Stalk rots were rampant in many cornfields this fall. Dave Nanda, a plant breeder and crops consultant for Seed Consultants Inc., sponsor of Crop Watch ’16, says that many fields were set up for stalk rot because they were stressed by foliar diseases, including gray leaf spot and southern rust.
One of the diseases that Nanda encountered this fall was stalk rot, primarily anthracnose stalk rot. There is also a leaf blight phase of anthracnose, but it’s caused by a different organism and is usually not as prevalent as other corn leaf diseases, he says.
Here are three ways to identify stalk rots.
Step 1. Notice plants that have fallen over prematurely, especially at the base of the plant.
If a stalk collapsed and let the entire plant fall, stalk rot is a prime candidate for being the cause, Nanda says. If there are black specks on the stalk, it’s likely anthracnose stalk rot invading the plant.
Step 2. Notice discoloration of stalks. Even if stalks are standing, the outer rind may be discolored either by black specks and dark colors, indicating anthracnose stalk rots, or by a whitish, slick appearance, which is also an indication of stalk rot. Splitting the stalk and examining the pith may determine which stalk rot is at work.

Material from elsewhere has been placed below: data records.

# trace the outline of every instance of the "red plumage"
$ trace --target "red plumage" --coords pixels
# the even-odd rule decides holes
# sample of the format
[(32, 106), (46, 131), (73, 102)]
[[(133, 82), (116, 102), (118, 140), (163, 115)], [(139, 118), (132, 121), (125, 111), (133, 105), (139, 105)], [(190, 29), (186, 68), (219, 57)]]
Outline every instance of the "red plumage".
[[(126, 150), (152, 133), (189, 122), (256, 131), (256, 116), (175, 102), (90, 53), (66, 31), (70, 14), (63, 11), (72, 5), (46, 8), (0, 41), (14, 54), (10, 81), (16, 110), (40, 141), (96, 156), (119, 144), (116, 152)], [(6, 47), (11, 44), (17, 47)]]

Step 3. Look inside the stalk at the pith for clues. If the pith inside the stalk is healthy, it will still be white, even near harvest. If you split it open and find discoloration, it is likely due to stalk rot, Nanda says. Dark or black discoloration inside the pith is often a sign of anthracnose stalk rot, he notes. Once you suspect stalk rot is at work from finding down stalks or because you see visual symptoms, split the stalk and examine the pith, starting at the nodes.